Ha detto di essersi immaginato medico. Com’è diventato attore?
«Nel mio caso, il cambio di direzione è stato improvviso e, soprattutto, inaspettato. Sono testimone di quanta verità ci sia nella frase di John Lennon, “La vita è ciò che ti accade mentre stai realizzando i tuoi progetti”. Ero immerso in una sorte di missione, che sapevo sarebbe durata dieci anni. Durante l’università, mi è stato offerto di fare un film. Poi, ne è venuto un secondo, un terzo. Ho portato a termine la mia laurea breve in medicina, ma non ho più avuto tempo di ragionarci. Ho scoperto una professione che sapeva darmi adrenalina, emozione».

Mai avuto un ripensamento?
«No, mai. Non le nego che potrebbe succedere. Ho sempre fatto nella vita ciò che mi piaceva. Perciò, se domani dovessi svegliarmi e scoprire che questa mia passione si è esaurita, non esiterei un attimo a cambiare carriera».

E cosa farebbe?
«Non saprei, per ora sento ancora un fuoco ardere. Sento amore per la recitazione, per la scrittura, per la regia, che mi ha portato a scoprire un lato nuovo del mestiere».

Mestiere che, ad oggi, sembra cambiare. Sopravvivranno i cinema?
«Purtroppo, è molto probabile. Io sono un nostalgico della sala, ma ad essere obiettivi l’offerta che viene fatta dalle piattaforme è un’offerta varia, di qualità, pensata per avere un costo bassissimo. Con due biglietti del cinema, ci si può assicurare un anno di abbonamento ad una piattaforma.
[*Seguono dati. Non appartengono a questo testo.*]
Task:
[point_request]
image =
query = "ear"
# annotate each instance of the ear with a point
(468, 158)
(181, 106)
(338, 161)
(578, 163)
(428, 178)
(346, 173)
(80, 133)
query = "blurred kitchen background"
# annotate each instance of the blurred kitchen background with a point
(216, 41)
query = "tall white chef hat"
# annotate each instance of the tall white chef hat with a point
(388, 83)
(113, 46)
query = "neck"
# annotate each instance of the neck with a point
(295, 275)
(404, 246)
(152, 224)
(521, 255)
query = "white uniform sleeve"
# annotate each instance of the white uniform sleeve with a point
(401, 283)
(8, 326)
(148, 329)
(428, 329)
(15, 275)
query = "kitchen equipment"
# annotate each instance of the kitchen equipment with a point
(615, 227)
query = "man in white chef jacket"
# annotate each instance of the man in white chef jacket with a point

Ciò detto, la sala è magia, è un luogo dove regnano sovrani l’immaginazione e i sogni. Ha un che di sacro, e sarà una grande sfida per chi fa cinema pensare a titoli che siano esclusivi, curiosi, che convincano la gente ad uscire di casa».
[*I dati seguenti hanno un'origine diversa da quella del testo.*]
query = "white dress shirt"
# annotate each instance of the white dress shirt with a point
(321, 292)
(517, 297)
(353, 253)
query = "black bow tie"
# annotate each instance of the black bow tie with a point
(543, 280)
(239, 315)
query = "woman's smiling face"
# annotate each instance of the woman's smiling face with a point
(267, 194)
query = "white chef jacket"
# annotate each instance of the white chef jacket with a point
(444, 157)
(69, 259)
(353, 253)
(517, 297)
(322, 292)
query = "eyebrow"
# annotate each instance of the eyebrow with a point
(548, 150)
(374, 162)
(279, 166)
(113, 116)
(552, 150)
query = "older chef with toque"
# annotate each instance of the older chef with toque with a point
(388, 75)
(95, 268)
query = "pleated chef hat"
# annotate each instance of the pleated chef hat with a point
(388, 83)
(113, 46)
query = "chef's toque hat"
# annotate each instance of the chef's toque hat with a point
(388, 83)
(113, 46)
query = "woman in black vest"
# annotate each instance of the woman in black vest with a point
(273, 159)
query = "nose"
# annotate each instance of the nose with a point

La pandemia, poi, ha messo in luce la fragilità del luogo, del settore dello spettacolo, la precarietà di chi ci lavora.
«È un problema grave, gravissimo. Potrei parlarne per ore. Io sono anche direttore artistico di un teatro stabile, quello d’Abruzzo. Ho avuto come primo pensiero quello di supportare le compagnie teatrali a rischio fallimento, cosa cui lo Stato non ha pensato. Mi auguro, quindi, che il governo, e non solo il governo, capisca quanto importante sia la cultura. Se la pandemia ha avuto un merito, è stato quello di dimostrare la centralità di spettacolo e luoghi di cultura».